“Was not their mistake once more bred of the life of slavery that they had been living?—a life which was always looking upon everything, except mankind, animate and inanimate—‘nature,’ as people used to call it—as one thing, and mankind as another, it was natural to people thinking in this way, that they should try to make ‘nature’ their slave, since they thought ‘nature’ was something outside them” — William Morris


Sunday, March 3, 2013

Esoteric Buddhism Essay Published (online)

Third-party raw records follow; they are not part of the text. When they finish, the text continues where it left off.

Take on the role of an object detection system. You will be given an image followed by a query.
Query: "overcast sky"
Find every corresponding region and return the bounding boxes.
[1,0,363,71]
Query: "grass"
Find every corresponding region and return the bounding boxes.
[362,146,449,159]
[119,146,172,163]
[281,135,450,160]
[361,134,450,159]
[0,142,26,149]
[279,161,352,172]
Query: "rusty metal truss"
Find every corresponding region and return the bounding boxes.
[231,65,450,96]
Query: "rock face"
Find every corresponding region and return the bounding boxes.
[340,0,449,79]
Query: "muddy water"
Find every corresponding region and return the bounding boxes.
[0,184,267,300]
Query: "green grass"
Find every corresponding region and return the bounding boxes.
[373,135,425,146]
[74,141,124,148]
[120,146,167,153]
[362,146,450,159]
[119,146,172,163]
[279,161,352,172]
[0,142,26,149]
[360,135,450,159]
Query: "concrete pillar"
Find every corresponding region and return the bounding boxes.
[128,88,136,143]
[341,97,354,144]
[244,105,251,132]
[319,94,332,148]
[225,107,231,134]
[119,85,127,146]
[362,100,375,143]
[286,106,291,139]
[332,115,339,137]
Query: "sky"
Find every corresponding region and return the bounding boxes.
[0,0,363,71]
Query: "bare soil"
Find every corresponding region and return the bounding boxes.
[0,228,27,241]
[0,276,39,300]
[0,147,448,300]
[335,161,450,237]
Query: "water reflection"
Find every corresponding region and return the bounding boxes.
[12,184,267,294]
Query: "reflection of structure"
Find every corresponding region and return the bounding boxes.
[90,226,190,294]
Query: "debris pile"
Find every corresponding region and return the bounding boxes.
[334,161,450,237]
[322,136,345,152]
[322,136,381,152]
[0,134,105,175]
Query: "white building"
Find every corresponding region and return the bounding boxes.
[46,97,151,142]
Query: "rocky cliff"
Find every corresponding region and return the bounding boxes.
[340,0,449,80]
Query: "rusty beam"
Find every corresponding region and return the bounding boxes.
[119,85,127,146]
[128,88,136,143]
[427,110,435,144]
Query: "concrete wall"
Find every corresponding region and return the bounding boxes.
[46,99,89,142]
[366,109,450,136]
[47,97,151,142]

...it's about speculative realism as mysticism, ecology and bits of flesh. Naturally! Thanks to Eugene Thacker and Nicola Masciandaro for putting together another fine issue of Glossator.

2 comments:

Anonymous said...

Great essay. Have you read Robinson Jeffers' sonnet "Vulture"? It makes me want a sky burial....
You're vulture before you're shit, for a while.
Goux, there at Rice too, has a wonderful book (oedipus, philosopher) that always makes me think that the sphinx eats to shit you out, strangle you (sphincter).
But the "human" shouts man and the sphinx dies.

Jozsef Kele said...

Good read. Only two things. One, the darwinism. DNA doesn't self replicate. DNA is not itself autocatakinetic. It's part of a dissipative system but itself is not a dissipative system. It requires an entire internal cellular mileau to replicate. Rod Swenson addresses this very well in his review of denett's Darwin's dangerous idea. Second these mystical gestures are generally at adds with ethical action. That's not to say that I disagree with them. I just think they at odds with ethics. It's no surprise chan Buddhism was a preferred spirituality of the samurai an instrument if death dealing.